4.2. Segmentation Fusion Methods Evaluation
Table 4 conveys the performance of the different segmentation fusion methods tested in this work. The benchmarking is shown on the aggregation of all channels for each image, on both nuclei and cytoplasm, using the channel-wise method. The results clearly indicate a better performance when using the Flow Averaging (FA) method introduced in Section 3.5: FA always appears as the best fusion method among the ones benchmarked here, in some cases with a large margin. We believe that this result is owed to the fact that the diffusion maps are optimized representations combining information about the pixel-level probability and object-level shape properties. This makes them particularly useful for fusion and conveys them an advantage over raw image fusion and fusion of segmentation masks. We therefore set FA as the default fusion method, and present our worklow results using FA in the remainder of the paper.
Comparison of the performance of the different channel fusion methods on the test set images, assessed with F1-score as a segmentation metric.

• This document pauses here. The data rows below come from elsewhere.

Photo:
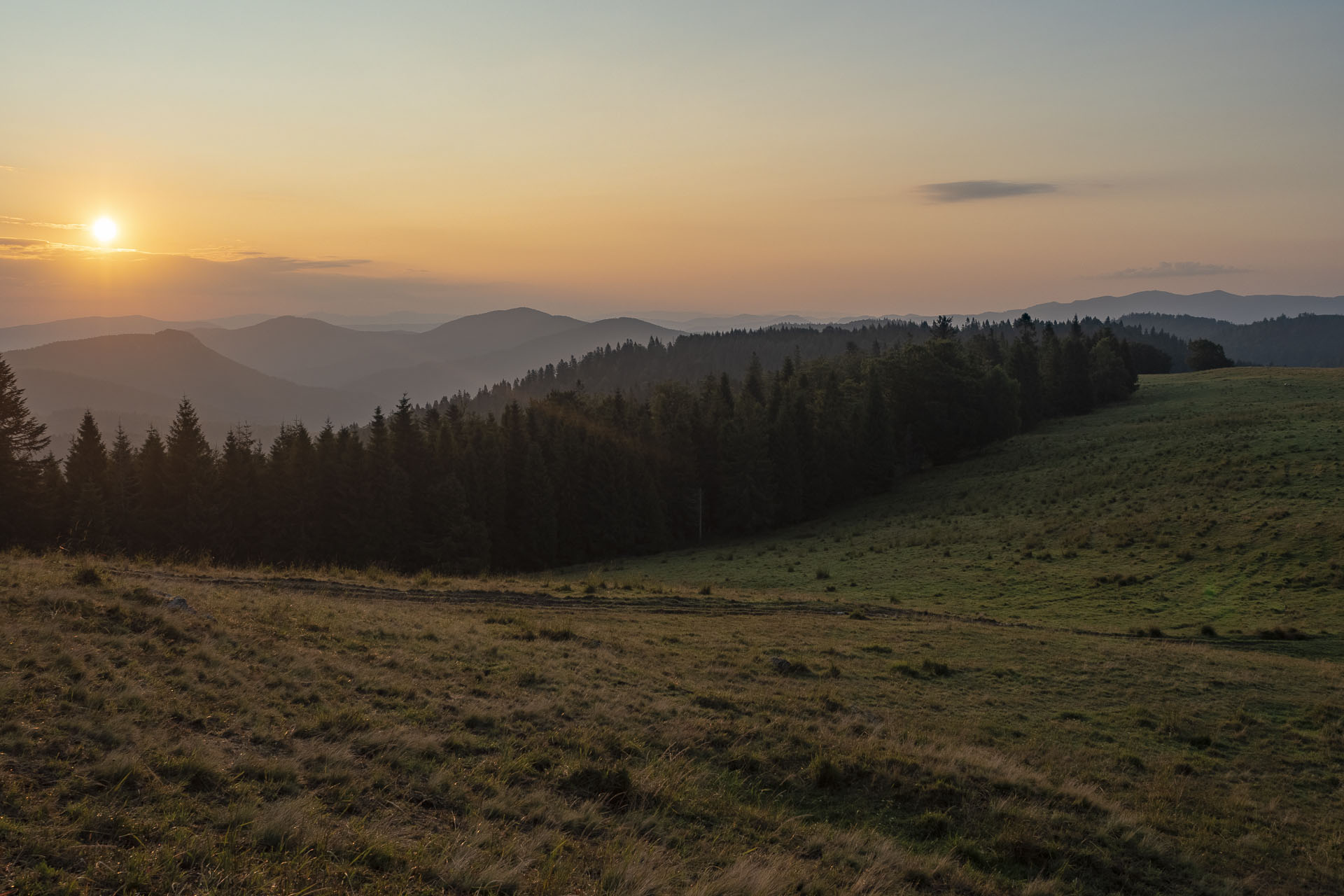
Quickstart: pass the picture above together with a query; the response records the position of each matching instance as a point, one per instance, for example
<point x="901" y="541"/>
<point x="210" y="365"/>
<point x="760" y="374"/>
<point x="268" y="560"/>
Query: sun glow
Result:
<point x="105" y="230"/>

It must be noted that the comparison is drawn between the fusion of all channels for each cell lines, evaluated using the Channel-wise strategy - and not the best scoring strategy or set of training/evaluation channels. Although the fusion method performance holds for other variants of our overall method.
4.3. Segmentation Evaluation
4.3.1. Results
Figures 3 and 4 display the performance of our method using the F1-score metric. Those results were computed using 5-fold cross validation on annotated datasets. We evaluate the performance of Vanilla Cellpose against our method across every combination of training channels (channel-wise and multi-channel) upon every combination of evaluation channel aggregated together using the FA fusion method. The Vanilla Cellpose scores are evaluated on several channels at once using this fusion method as well. Examples of our segmentation are displayed in Figure 5.
5-fold cross validated F1-scores for cytoplasm segmentation on all 5 cell-lines. These tables show the evaluation using Vanilla Cellpose (V), the channel-wise (CW) strategy and the multi-channel (MC) strategy as columns, on the powerset of channels as rows, aggregated together using the flow averaging (FA) method.
5-fold cross validated F1-scores for nuclei segmentation on all 5 cell lines. These tables show the evaluation using Vanilla Cellpose (V), the channel-wise (CW) strategy and the multi-channel (MC) strategy as columns, on the powerset of channels as rows, aggregated together using the flow averaging (FA) method.
Segmentation examples using the proposed method on the test set images for (a)-(e) CL1 to CL5. We compare: ground truth, Vanilla Cellpose result for best evaluation channel combination, channel-wise (CW) and multi-channel (MC) finetuning strategies. The respective training channel combination and evaluation channel combination are detailed on the figures. The images are cropped for ease of visualization.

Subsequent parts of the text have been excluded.